I hope it flies well for you!
Step 8: Addendum
I put in some more work on this design. The materials aren't ideal, but I had fun. If big loops and turns are to be attempted, the wing will need additional strips for rigidity.
Second Prize in the
Cardboard Speed Challenge
19 days ago
I am thinking that the flat nose massively increases drag and thereby reduces perfomance. How about a nose cone of some kind, even just for flying, perhaps removable for display ?
Reply 19 days ago
You are correct! The flat nose is aerodynamically impractical. It's not as terrible as I expected, though. Perhaps that has to do with the small size of this design (only 17 cm long). As a bonus, the flat nose holds up well to impacts!
19 days ago
Nice project! I'll definitely give it a try later
22 days ago on Step 4
Can you give some example of "food or beverage packaging" cardboard that would work for the wings? Would the cardboard from a cereal box work?
Reply 22 days ago
Thanks for the question. The non-corrugated cardboard (aka chipboard) is for the interior reinforcement and some bits on the exterior, such as the windscreen frame. The wings are made from an old file folder. I usually use pasta boxes, six-pack boxes, backs of notepads, or 12"x12" chipboard sheets from a craft store. Cereal boxes are sometimes too thin.
24 days ago
I love reading and looking at these designs of yours and more importantly your suggestions for getting them to fly right.
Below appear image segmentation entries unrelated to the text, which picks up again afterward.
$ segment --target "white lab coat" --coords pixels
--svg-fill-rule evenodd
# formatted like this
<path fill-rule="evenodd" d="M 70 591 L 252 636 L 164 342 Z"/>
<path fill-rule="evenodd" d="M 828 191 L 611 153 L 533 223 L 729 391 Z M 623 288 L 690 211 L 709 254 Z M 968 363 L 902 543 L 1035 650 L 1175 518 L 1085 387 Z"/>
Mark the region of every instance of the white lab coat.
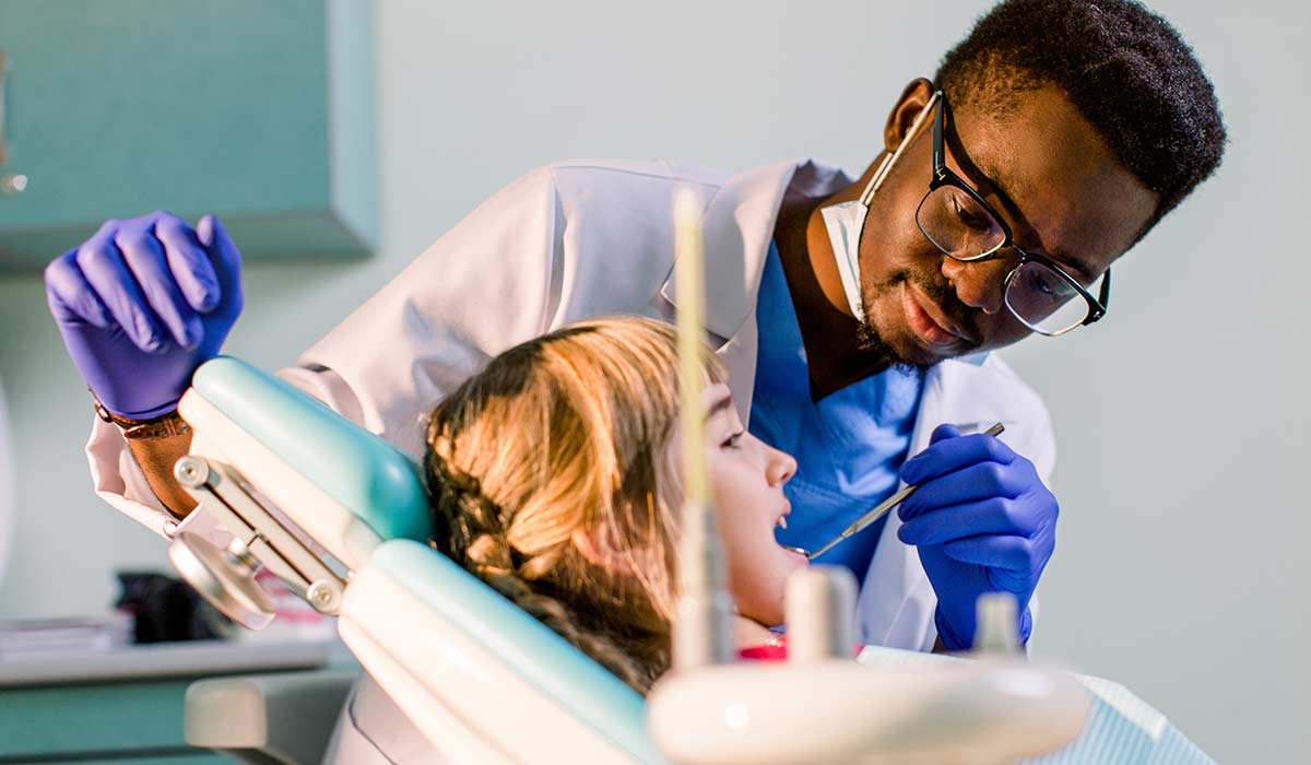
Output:
<path fill-rule="evenodd" d="M 690 184 L 707 202 L 705 328 L 745 417 L 755 378 L 756 291 L 783 194 L 829 194 L 850 182 L 814 161 L 735 176 L 666 161 L 566 161 L 532 171 L 279 374 L 418 455 L 433 405 L 511 345 L 595 316 L 671 320 L 671 197 Z M 992 421 L 1006 424 L 1006 440 L 1047 479 L 1055 457 L 1047 412 L 996 356 L 928 373 L 910 451 L 923 449 L 940 423 Z M 114 428 L 97 421 L 88 455 L 105 499 L 173 533 Z M 898 526 L 890 516 L 861 587 L 860 640 L 928 651 L 936 600 L 915 550 L 897 539 Z"/>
This one is very different from most of your designs and it sounds like you still want to tinker with it - have you considered making it a high wing design to make it even more 'old timey'?
Reply 24 days ago
Thanks, TedWiz. The encouragement means a lot to me. ... You're right about the high wing. The prototype, in fact, had a parasol wing! But parasol wings don't fly well, in my experience (too much of a pendulum effect, I think). If I make a YouTube video to accompany this Instructable, I will include a version with a high wing. Thanks!
Reply 24 days ago
That's a bit of a surprise - did you try flattening the dihedral? Most high wingers have a very little to none- a flat wing.
Reply 23 days ago
I'll try that. This one is very dihedrally!